Social pressure isn’t the only factor at work in schools. As psychologists, physicians, neuroscience researchers and educators delve deeper into the problems of academic achievement by both boys and girls, they’ve developed very specific ideas on what to do to help both boys and girls learn. Some of those ideas are summarized by Dr. Leonard Sax, a family practice physician and psychologist, in his book Why Gender Matters.
In studying literature, for example, boys will respond more to action stories and less to discussions about relationships between characters in a story. Girls thrive on discussing feelings and relationships, a more popular pedagogical approach. But as any parent of an adolescent or preadolescent boy knows, asking a boy “How does that make you feel?” is relatively ineffective; their emotional development simply isn’t in sync with their female classmates. For boys, the best approach is to focus on the plot first, and circle back to the emotional elements of the story later.
There are differences in math, too. Girls manage algebra problems better when they’re expressed in “story” form. Because of this, “story problems” have become popular in most algebra texts as a way of getting girls more interested in math. For boys, however, the opposite is true. They like to start from an abstract perspective. The reason: recent studies show that girls process both math and language in the same section of the brain; boys do not, so boys have to take the extra step of making connections between the language-based “story problem” and the math. Both groups can be taught algebra well, but a genuine physiological difference between the sexes suggests they shouldn’t be taught the same way.
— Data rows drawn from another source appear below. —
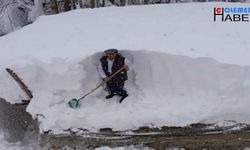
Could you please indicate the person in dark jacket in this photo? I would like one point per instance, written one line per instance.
(110, 63)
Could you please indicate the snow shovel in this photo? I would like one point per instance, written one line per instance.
(75, 103)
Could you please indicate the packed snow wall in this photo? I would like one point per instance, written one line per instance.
(163, 89)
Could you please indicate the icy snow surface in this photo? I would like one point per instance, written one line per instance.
(188, 68)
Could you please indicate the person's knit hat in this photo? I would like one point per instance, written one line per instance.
(111, 50)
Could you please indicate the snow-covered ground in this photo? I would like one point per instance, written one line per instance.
(188, 68)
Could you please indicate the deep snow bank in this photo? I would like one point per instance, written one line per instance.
(57, 56)
(164, 90)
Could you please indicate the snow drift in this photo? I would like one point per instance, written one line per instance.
(188, 69)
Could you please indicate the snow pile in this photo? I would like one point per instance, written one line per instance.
(188, 68)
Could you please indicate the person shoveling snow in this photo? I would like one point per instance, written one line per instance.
(110, 63)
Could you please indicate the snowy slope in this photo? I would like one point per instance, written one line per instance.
(188, 68)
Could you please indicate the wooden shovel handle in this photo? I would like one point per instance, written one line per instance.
(102, 83)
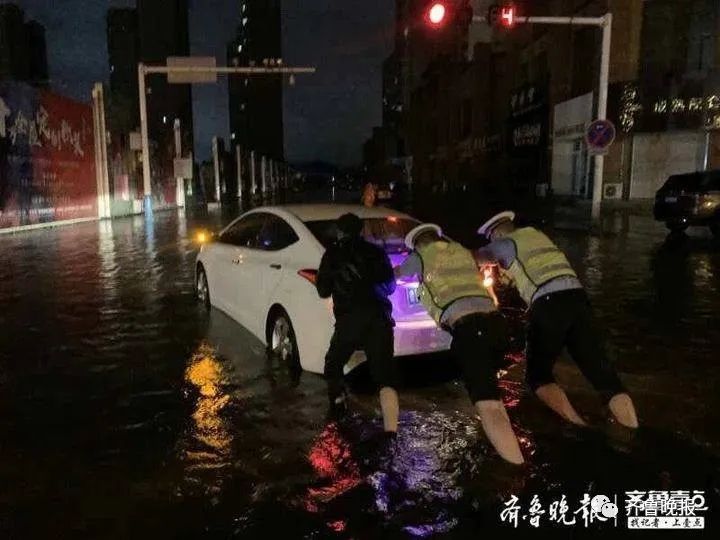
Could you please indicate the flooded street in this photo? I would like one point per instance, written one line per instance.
(126, 411)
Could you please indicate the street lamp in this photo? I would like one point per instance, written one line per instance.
(436, 13)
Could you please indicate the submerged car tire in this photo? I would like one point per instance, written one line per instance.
(202, 290)
(676, 227)
(281, 341)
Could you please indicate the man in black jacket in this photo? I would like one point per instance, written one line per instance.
(359, 277)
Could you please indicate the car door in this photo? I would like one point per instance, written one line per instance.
(269, 262)
(233, 259)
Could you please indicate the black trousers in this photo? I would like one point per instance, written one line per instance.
(479, 344)
(369, 331)
(564, 319)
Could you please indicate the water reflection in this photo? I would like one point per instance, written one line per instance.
(332, 461)
(211, 432)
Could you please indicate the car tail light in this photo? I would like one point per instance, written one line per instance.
(309, 274)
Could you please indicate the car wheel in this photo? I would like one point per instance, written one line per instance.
(715, 229)
(202, 289)
(676, 226)
(282, 342)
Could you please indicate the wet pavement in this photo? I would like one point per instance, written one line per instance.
(125, 411)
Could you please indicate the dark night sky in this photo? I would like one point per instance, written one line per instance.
(327, 115)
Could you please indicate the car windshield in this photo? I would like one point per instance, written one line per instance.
(388, 233)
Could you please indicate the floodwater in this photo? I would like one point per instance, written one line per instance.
(125, 411)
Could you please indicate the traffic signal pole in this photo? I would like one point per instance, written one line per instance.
(605, 23)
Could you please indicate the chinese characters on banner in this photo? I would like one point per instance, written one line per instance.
(679, 509)
(47, 157)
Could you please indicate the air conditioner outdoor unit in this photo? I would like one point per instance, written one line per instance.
(612, 191)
A boy’s classroom should be active – the teacher should move around, the boys should be able to move around, and the teacher should speak loudly. Research on hearing shows that young girls actually hear at least twice as well as boys in the frequency ranges of normal speech. This trait begins in infancy and is still a factor at least through middle school.
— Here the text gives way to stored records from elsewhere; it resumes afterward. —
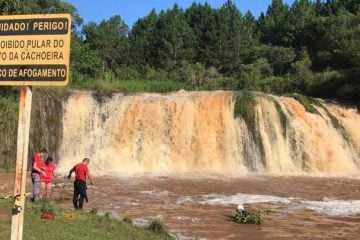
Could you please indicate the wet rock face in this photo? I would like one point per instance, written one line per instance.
(198, 132)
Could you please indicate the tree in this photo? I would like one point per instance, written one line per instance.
(202, 20)
(272, 24)
(301, 14)
(173, 39)
(141, 50)
(109, 38)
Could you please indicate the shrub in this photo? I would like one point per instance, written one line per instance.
(244, 217)
(157, 226)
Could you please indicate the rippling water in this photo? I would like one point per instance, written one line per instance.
(202, 207)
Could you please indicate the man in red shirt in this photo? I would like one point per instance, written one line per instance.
(81, 173)
(37, 169)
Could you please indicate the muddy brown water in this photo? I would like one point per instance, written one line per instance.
(201, 207)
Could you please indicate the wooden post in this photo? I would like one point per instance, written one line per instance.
(21, 161)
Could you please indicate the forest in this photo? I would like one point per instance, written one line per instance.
(309, 47)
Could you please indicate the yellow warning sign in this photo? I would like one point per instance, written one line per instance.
(35, 49)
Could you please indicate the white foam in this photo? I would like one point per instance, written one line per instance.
(328, 207)
(336, 208)
(240, 198)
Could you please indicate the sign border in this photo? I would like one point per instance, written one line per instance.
(67, 36)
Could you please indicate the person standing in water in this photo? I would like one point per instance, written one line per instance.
(37, 169)
(46, 180)
(81, 174)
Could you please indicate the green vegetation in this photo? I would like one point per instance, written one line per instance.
(245, 108)
(307, 102)
(309, 47)
(157, 226)
(243, 217)
(72, 225)
(283, 119)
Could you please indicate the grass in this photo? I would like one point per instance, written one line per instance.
(71, 225)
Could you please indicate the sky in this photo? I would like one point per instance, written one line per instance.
(132, 10)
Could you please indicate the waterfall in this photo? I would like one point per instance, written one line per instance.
(199, 132)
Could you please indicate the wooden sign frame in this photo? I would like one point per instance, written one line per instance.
(35, 50)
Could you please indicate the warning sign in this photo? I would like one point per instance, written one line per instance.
(35, 49)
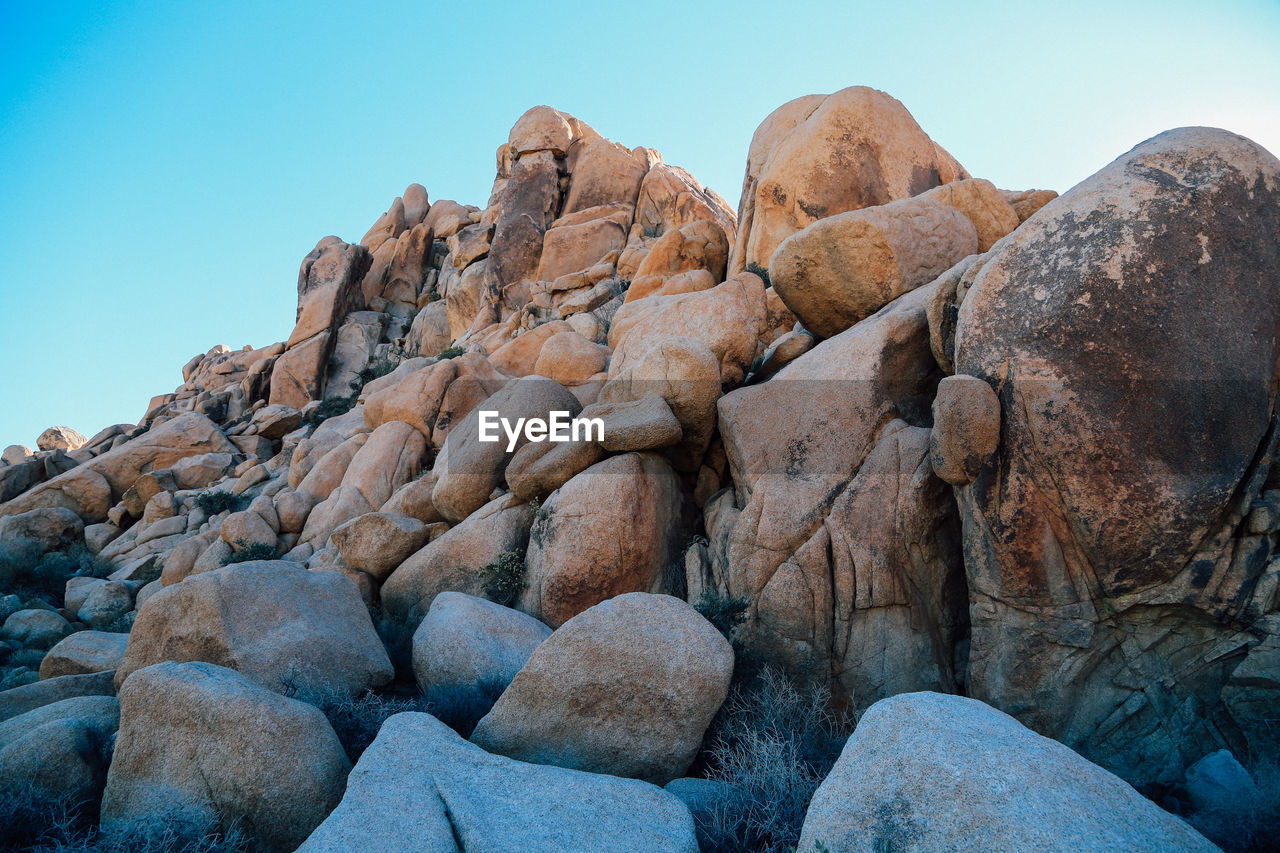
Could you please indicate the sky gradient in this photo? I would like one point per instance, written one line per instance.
(164, 168)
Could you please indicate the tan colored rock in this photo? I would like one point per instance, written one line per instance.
(685, 373)
(965, 428)
(1025, 203)
(466, 469)
(727, 318)
(698, 245)
(414, 400)
(574, 247)
(845, 268)
(378, 542)
(429, 334)
(983, 204)
(568, 357)
(612, 529)
(453, 561)
(539, 469)
(634, 646)
(205, 744)
(602, 172)
(60, 438)
(823, 155)
(272, 620)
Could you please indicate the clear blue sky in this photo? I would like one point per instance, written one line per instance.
(165, 167)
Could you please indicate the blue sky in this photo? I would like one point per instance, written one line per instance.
(164, 168)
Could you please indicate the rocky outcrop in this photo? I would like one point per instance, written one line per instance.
(821, 155)
(627, 688)
(274, 621)
(1119, 583)
(926, 771)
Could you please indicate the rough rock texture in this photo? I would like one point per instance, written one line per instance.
(83, 652)
(837, 532)
(612, 529)
(465, 642)
(821, 155)
(627, 688)
(1120, 609)
(272, 620)
(209, 742)
(926, 771)
(59, 749)
(845, 268)
(453, 561)
(420, 788)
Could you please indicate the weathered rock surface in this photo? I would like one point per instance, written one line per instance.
(465, 642)
(59, 749)
(627, 688)
(926, 771)
(206, 742)
(821, 155)
(272, 620)
(1119, 609)
(612, 529)
(420, 787)
(845, 268)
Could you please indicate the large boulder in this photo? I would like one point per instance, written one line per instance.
(466, 642)
(85, 652)
(1119, 597)
(728, 319)
(626, 688)
(615, 528)
(210, 743)
(90, 489)
(926, 771)
(60, 749)
(837, 532)
(452, 561)
(273, 620)
(845, 268)
(821, 155)
(328, 290)
(467, 470)
(420, 787)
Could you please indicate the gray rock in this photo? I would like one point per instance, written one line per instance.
(36, 628)
(83, 652)
(60, 749)
(927, 771)
(421, 788)
(627, 688)
(28, 697)
(465, 642)
(211, 742)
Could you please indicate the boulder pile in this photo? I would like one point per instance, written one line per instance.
(996, 470)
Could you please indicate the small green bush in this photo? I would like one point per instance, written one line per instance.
(775, 742)
(504, 578)
(356, 720)
(759, 270)
(35, 576)
(723, 612)
(218, 501)
(330, 407)
(246, 551)
(32, 821)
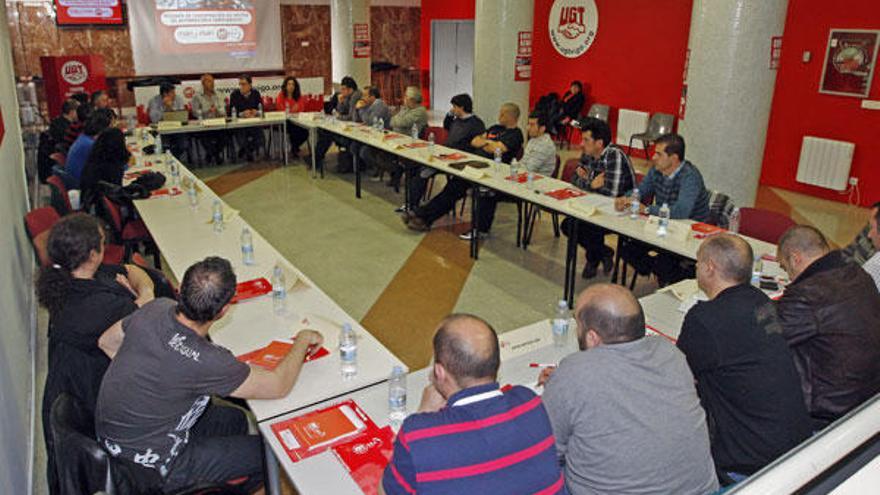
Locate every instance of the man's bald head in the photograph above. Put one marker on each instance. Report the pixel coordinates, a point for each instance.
(731, 255)
(612, 312)
(467, 347)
Imagine a classroom in which the boys are clustered in the back, the girls are in the front, and a teacher seated at a desk speaks in a “normal” voice. There’s not a lot of learning going on in back – in fact some of the boys can barely hear the teacher. Pretty soon the buzzing of the florescent light fixture is the only interesting thing that’s going on; and two or three of the most restive boys in the back of the room will be diagnosed with attention deficit disorder.
It’s easy to argue against some of these concepts by saying that I’m simply dragging out old-fashioned gender stereotypes. But research suggests otherwise. In my experience, co-ed schools tend to reinforce the gender stereotypes that single-sex schools can purposefully and effectively break down. Absent gender stereotyping and social pressure, boys are definitely more likely to learn foreign languages and study music and art at a boys’ school. A similar effect makes girls more likely to study math and physics at girls’ schools. Girls who study math and physics at all-girls secondary schools go on to study those subjects in college six times as often as girls who go to co-ed schools.
There are no significant differences in capability between the genders. But the ways they learn are vastly different; and so some careful thought needs to be given to the way we teach each gender. If we want to correct the problems of boys dropping out of school, being left behind academically, and going to college in rapidly dwindling numbers, then our schools will have to respect the different learning styles of boys. It will save the boys, and benefit the girls, too.